Exposing the skin to direct sunlight converts cholesterol into vitamin D, which is necessary for bone development. In addition to being produced by some organs, cholesterol can also come from foods of animal origin such as meat, fish and dairy. Cholesterol travels through the bloodstream in compounds called lipoproteins. Low-density lipoproteins ( LDL or “bad” cholesterol) release cholesterol into the body, while high-density lipoproteins (HDL or “good” cholesterol) keep cholesterol in the bloodstream. Hyperlipidemia is an elevation of lipids in the blood. These lipids are esters of cholesterol, cholesterol, phospholipids, and triglycerides.

What Causes High Bad Cholesterol?

Excess cholesterol gradually builds up on the walls of the arteries causing atherosclerosis or “hardening of the arteries.” The cholesterol plaques narrow the arteries and reduce the flow of blood that can reach the heart. Chest pain (angina pectoris) usually occurs during exercise, when the heart muscle needs more oxygen in the blood than can be delivered by the narrowed coronary arteries. A heart attack occurs when the cholesterol plaque breaks down and mixes with the blood to form a clot that completely blocks blood flow to the heart muscles.

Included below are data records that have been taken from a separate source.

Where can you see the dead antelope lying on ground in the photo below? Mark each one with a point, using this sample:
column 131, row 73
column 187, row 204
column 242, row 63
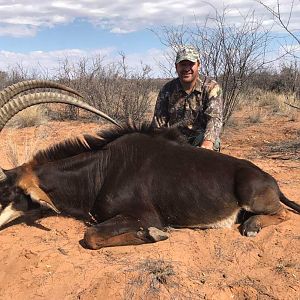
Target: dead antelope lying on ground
column 137, row 181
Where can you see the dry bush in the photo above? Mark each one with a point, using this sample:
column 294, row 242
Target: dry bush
column 258, row 100
column 17, row 154
column 31, row 116
column 116, row 89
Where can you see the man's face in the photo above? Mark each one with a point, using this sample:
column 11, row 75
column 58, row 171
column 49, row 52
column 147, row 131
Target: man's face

How can cholesterol be normalized with lifestyle changes?

The National Cholesterol Education Program created by the National Heart, Lung, and Blood Institute  says that reducing the amount of saturated fat and cholesterol in your diet helps lower your blood cholesterol level . The program advocates for therapeutic lifestyle changes (TLC) consisting of:

– Diet. A cholesterol-normalizing diet should contain less than 7% of calories from saturated fat and less than 200 mg of dietary cholesterol per day. The diet recommends only enough calories to maintain an adequate weight and prevent weight gain. Also, the amount of soluble fiber should be increased, and food products containing plant stanols or sterols should be included in the diet.

– Weight management. Losing weight can help normalize LDL cholesterol and is especially important for people with a large waist circumference, that is, men with a waist greater than 40 inches (101 cm), and women with a waist greater than 35 inches (89 cm).

– Physical activity. Thirty minutes of daily exercise is recommended for everyone, as it can help raise HDL and normalize LDL cholesterol.

Cholesterol normalizing lifestyle summary

– Do not smoke and you can normalize cholesterol. Smoking increases total cholesterol, lowers HDL, and increases other risk factors for heart disease. Click here to learn how to quit smoking. You can find more information about what happens to your body if you stop smoking right now

– Eliminate all foods with hydrogenated or partially hydrogenated fats.
See:  What are trans fatty acid

– Limit the consumption of saturated fat. Trim fats from meats among others.

– Reduce the consumption of meat products and replace them with vegetables, especially legumes such as beans and chickpeas.
See:  10 Reasons to Include Salads in Your Meals

– Reduce the consumption of carbohydrates , such as bread, cakes, sweets, rice and pasta.
See: 9 Tips for Developing a Healthy Diet

– Add some polyunsaturated fat to your diet in the form of sunflower seeds, walnuts, grapeseed oil, and flaxseed oil.
See Diet with Seeds

– Add soluble fiber to your diet by consuming oat bran, oats, beans, peas, citrus fruits, strawberries and mangoes.

– Maintain a normal weight , with a BMI in the range of 18.5 to 24.9.

– Exercise regularly .

By Dr. Eric Jackson

Dr. Eric Jackson provides primary Internal Medicine care for men and women and treats patients with bone and mineral diseases, diabetes, heart conditions, and other chronic illnesses.He is a Washington University Bone Health Program physician and is a certified Bone Densitometrist. Dr. Avery is consistently recognized in "The Best Doctors in America" list.